An Islamic Movement inside the Israeli State: secularising religious resistance?

By Craig Larkin
Submitted to Session P4413 (Religion and Secularism in Palestine and Israel, 2016 Annual Meeting
Pol Science
Arab-Israeli Conflict;
LCD Projector without Audio;
This paper explores the growth and significance of the Islamist Movement inside Israel in attracting and mobilizing Arab Israeli religious sentiment and popular support. Despite scant scholarship (Rekhess 1996; Aburaiya, 2004; Rosmer 2012; Larkin and Dumper, 2012; Ghanem & Mustafa (2014 2014), this socio-political movement is helping to forge a new form of Palestinian Islamic resistance — one that crosses political and territorial divides and seeks to challenge Israel both within and outside of its political system. Dynamic and multifaceted, the movement has been subject to internal splits – a Northern and Southern branch was formed in 1996 - and ongoing Israeli state suppression, with the banning of the Northern branch as a ’terrorist organisation’ in 2015. Based on ethnographic research (2014-2016) with officials, community leaders and representatives of the movements relevant education programmes, religious heritage organization (al-Aqsa Association) and civil society charities, this paper offers an empirically rich critique of the Islamist movement, examining its tensions and leadership struggles, and how they have extended their influence from their traditional support base in the North (‘the Arab Triangle’) to the Southern Negev and Jerusalem. This paper argues that the Islamist movement is increasingly shaping and influencing contemporary ‘Arab Israeli’ identity and is providing resistance strategies that blur secular and religious binaries.

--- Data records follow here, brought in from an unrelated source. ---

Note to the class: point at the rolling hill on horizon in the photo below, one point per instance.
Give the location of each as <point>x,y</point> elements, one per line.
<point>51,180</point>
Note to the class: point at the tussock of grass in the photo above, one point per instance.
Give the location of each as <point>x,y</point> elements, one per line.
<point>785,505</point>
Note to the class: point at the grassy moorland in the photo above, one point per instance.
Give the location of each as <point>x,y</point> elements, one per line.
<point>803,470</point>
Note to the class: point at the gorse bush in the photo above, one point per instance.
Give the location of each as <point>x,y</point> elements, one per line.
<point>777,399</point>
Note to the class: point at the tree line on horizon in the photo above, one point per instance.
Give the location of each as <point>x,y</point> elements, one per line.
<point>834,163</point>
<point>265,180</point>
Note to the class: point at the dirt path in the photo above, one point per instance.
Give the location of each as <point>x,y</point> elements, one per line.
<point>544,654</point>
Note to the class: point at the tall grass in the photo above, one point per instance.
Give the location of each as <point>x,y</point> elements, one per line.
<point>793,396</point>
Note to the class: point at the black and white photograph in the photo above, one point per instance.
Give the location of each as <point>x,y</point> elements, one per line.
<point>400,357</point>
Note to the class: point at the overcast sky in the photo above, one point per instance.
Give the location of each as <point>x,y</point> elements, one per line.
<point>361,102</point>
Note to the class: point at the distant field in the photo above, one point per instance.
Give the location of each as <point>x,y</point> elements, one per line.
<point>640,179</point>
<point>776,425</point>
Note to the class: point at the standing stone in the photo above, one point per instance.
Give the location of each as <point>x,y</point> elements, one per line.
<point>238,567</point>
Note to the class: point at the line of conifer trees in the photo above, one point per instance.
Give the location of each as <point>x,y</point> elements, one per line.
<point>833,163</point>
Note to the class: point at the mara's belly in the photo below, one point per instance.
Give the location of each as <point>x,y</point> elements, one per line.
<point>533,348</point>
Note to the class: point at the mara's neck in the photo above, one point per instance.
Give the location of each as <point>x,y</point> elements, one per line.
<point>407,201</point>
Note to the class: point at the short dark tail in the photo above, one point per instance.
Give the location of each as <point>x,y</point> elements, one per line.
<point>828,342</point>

Relying on research based on three specific sites – Umm al-Fahm, Jerusalem and the Naqab (Beer Sheva) the paper examines how the Islamist movement utilises urban context, community grievances and everyday experiences. Umm al-Fahm, close to Nazareth, remains the stronghold of the Movement's Northern branch led by Sheikh Ra'id Salah, who rejects involvement in Israeli parliamentary elections and has sought to create an ‘Islamic community’ through parallel local power structures. In Jerusalem, the Islamic Movement are increasingly visible through heritage campaigns ('al-Aqsa is in Danger') and charitable committees supporting education, legal aid against house evictions and protection of the Haram al-Sharif (Mourabitat and Mourabitoun). In the Naqab, the Islamic movement have grown in municipal strength, providing Islamic education and legal support for the Arab Bedouin community, from which its Southern branch leader, Sheikh Hamad Abu Daabis now hails. These three contexts provide unique lenses to assess the evolution of the Islamist movement inside Israel and its diverging resistance strategies.